Soihub: Center for Science of Information

Knowledge Thrust
The Center targets two broad fundamental areas of knowledge management, motivated by three transformative domains.

Information Science for Collaborative Computing and artificial intelligence-based Inference: In many applications, high-value data is distributed among parties that share some common goals and have some individual goals. There are important questions involving what data to share and who to share it with to accomplish desired tasks. These issues are particularly important in the face of limited resources such as time, power, and bandwidth, and other considerations such as privacy and security. We will explore fundamental problems in distributed AI inference and collaborative computing, and particularly the role of information in these tasks.
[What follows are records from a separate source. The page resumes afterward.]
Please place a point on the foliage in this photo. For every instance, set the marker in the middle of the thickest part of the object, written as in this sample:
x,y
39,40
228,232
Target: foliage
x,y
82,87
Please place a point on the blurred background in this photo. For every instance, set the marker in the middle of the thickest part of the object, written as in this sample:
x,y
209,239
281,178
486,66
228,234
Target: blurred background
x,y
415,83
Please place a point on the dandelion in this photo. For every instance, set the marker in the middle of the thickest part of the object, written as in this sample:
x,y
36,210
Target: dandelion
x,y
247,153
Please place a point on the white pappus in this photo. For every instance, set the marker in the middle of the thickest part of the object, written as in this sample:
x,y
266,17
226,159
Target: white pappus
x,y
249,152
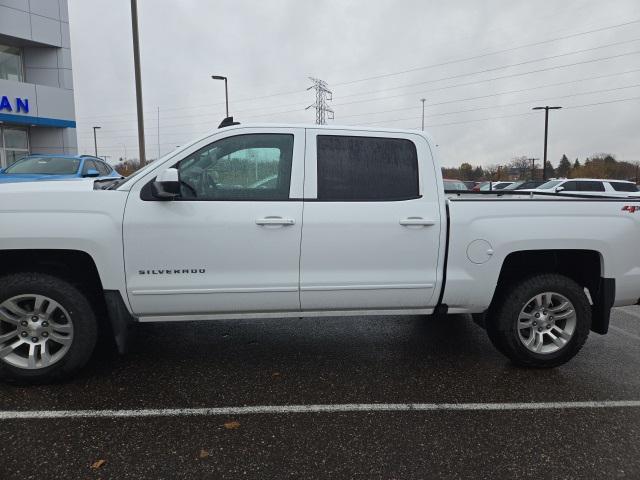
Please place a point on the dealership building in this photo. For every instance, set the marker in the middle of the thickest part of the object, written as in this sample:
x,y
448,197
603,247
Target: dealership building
x,y
37,113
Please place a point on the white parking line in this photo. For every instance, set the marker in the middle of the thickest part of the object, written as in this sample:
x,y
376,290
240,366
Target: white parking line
x,y
624,332
633,313
337,408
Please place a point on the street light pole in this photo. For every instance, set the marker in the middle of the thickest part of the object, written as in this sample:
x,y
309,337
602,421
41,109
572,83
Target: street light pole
x,y
226,90
546,133
95,141
136,66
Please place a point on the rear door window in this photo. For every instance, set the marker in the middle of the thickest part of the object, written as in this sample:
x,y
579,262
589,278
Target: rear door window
x,y
88,165
103,168
366,168
624,187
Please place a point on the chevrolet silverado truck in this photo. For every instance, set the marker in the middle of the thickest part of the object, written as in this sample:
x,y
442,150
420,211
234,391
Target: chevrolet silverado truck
x,y
260,221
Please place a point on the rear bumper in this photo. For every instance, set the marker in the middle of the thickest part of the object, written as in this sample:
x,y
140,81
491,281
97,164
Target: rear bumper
x,y
602,305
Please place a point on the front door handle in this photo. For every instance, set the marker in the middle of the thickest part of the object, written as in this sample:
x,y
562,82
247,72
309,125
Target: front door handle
x,y
275,221
416,221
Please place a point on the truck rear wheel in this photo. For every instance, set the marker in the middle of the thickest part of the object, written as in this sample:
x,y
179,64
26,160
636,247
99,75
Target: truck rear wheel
x,y
48,329
541,322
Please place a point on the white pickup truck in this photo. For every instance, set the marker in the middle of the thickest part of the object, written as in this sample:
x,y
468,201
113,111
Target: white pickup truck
x,y
291,221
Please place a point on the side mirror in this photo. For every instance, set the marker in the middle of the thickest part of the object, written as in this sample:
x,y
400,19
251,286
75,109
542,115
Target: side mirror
x,y
167,185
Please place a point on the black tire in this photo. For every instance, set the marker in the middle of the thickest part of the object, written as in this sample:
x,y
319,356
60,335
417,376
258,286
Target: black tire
x,y
480,319
85,326
502,320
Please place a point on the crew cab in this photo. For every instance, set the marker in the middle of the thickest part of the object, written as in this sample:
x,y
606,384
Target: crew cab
x,y
259,221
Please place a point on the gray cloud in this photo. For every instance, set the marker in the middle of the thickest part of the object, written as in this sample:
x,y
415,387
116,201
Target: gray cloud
x,y
271,47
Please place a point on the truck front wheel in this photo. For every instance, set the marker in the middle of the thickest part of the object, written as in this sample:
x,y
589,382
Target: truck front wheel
x,y
542,321
48,329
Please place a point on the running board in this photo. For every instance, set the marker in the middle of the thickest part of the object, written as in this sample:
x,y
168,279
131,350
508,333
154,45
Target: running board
x,y
270,315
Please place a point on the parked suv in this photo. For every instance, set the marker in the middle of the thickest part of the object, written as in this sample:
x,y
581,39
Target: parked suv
x,y
591,186
34,168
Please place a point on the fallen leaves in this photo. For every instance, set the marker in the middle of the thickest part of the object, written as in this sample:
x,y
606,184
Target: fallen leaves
x,y
233,425
98,464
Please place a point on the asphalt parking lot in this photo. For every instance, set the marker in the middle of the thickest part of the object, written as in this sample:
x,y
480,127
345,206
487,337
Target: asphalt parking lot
x,y
378,361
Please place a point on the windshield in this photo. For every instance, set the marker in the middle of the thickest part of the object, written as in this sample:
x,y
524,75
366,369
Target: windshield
x,y
513,186
45,166
551,184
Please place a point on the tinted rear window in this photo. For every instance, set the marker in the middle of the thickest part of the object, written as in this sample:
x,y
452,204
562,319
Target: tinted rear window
x,y
366,168
590,186
624,187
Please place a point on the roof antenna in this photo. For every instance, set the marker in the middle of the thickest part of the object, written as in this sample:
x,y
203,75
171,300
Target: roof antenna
x,y
227,122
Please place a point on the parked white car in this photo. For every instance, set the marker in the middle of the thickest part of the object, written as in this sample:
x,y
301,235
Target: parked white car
x,y
590,186
260,221
494,185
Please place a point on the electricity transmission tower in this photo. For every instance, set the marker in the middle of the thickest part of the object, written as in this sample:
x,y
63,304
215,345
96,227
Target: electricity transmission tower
x,y
323,95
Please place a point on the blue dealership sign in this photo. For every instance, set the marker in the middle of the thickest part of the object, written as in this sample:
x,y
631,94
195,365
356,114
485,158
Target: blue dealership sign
x,y
21,105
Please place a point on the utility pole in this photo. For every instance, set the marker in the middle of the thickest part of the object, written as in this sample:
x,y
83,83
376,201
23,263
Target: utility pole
x,y
95,141
546,132
323,95
138,77
226,90
533,168
158,132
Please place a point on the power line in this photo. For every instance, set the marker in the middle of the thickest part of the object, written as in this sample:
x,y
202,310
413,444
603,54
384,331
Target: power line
x,y
505,116
615,74
445,87
292,92
494,94
461,75
496,52
111,147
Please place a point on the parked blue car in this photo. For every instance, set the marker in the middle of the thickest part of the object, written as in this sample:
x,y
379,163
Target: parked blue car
x,y
56,167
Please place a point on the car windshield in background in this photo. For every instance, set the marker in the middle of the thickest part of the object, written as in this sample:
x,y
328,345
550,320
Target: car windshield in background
x,y
549,185
45,166
454,185
624,187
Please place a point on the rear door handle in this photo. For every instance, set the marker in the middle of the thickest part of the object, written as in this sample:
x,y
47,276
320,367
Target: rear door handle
x,y
416,221
275,221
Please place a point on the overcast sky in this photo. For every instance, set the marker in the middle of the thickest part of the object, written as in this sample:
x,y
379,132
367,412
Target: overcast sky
x,y
379,57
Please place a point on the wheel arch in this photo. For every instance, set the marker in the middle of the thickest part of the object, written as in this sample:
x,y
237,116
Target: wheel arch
x,y
78,268
585,267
Often parties may be reluctant to share information, even though all would gain from collaboratively computing using everyone's data. The reluctance to share can be quite rational if the drawbacks of revealing one's private, proprietary information, and the loss of control against its further dissemination and misuse, can outweigh the benefits gained from sharing private information. Quantification of the information gained and the private information leaked, would enable rational cost-benefit analysis by potential collaboration participants. In the absence of this, risk aversion dominates, and many potential "win-win" collaborations may not take place. One major challenge in this endeavor is the impact of time - the time-value of information versus the time to compute it (e.g., a data disclosure may be harmless if computing the confidential information from the disclosed data takes long enough). A second major challenge is mitigation - perturbing the disclosed data to protect private and confidential information, without damaging its usefulness for the purpose of collaborative computing and inference. A third challenge is quantifying the mitigation afforded by secure multiparty computation protocols, which makes possible "computing with data without knowing it" yet must inherently leak the information that can be inferred from knowing one's own inputs and the computed outputs.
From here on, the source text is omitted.